Press play.
I'll keep this ode short because there are more things to say about my mother than I can even think of right now. And self-editing is the worst.
Today is another day that my mother must keep my family together, because if she doesn't, who will?
She moved here before she turned 23 to be with my father in Oklahoma. When I say here, I mean the U.S., sure, but I also mean a geographical location halfway across the planet from the country and culture she grew up in. Leaving her family, she also left a land soon to be torn apart by a revolution, by foreign invasion, missile misfires, cultural suppression and good ol' religious oppression of women.
Growing up, my mom wore mini skirts and knee-high boots. There's a photo I've seen of her standing in water on a shore of some sort. She wears jeans rolled up into clam diggers and a white button-up shirt with the sleeves rolled up. She stands arm in arm with several of her eight siblings.
My mother left a beautiful family (that I miss with every breath although I've only them a handful of times) to start a new family, or rather, a new branch of the Alishiri clan. And she got stuck with us --my nuclear: my dad, my sister and I.
My father's rheumatic fever as a child lead to his rheumatic heart disease now. His two mechanical valves force him to ingest handfuls of medicines every day, three times a day. I love my old man, and I don't want to see him like that. But that's the reality of poor health care and lack of health care altogether. Some people don't get to be healthy again.

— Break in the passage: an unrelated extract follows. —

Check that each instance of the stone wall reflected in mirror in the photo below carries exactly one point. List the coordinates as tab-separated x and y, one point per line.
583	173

Today my mother goes with Ali to Mayo Clinic for more, even more testing. This time it's because his primary doctors don't know how his medications are making his blood pressure drop very suddenly. If it drops too suddenly, his heart will stop.
Zari Alishiri is driving the four-plus hours to be with the man, the person, the human being that has been her family here from the moment she stepped off the plane. She was "fresh off the boat", married at 19 and ready to give her life a go in America. Now she's spent more time living in the U.S. than she in Iran, and you can tell by the way she gets mad when she sees some women in hijab. "We don't have to do that here," she says in some variation. "Some people are very old fashioned."

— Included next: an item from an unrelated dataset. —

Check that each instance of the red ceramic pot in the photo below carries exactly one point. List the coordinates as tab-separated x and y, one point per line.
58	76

In high school when my music tastes really started to expand, I received a copy of Bob Dylan's Bootleg Series Volume 1-3 from the first guy I ever kissed. I don't know how many times she borrowed that set. She thought the songs were nice.
They are.
So here's to the woman that gave birth to me, let me eat macaroni and cheese every once in a while and still loves me. After all of it, after seeing the good and the bad, she's still down.
Mom, you're more than a mother to me; you're an amazing woman.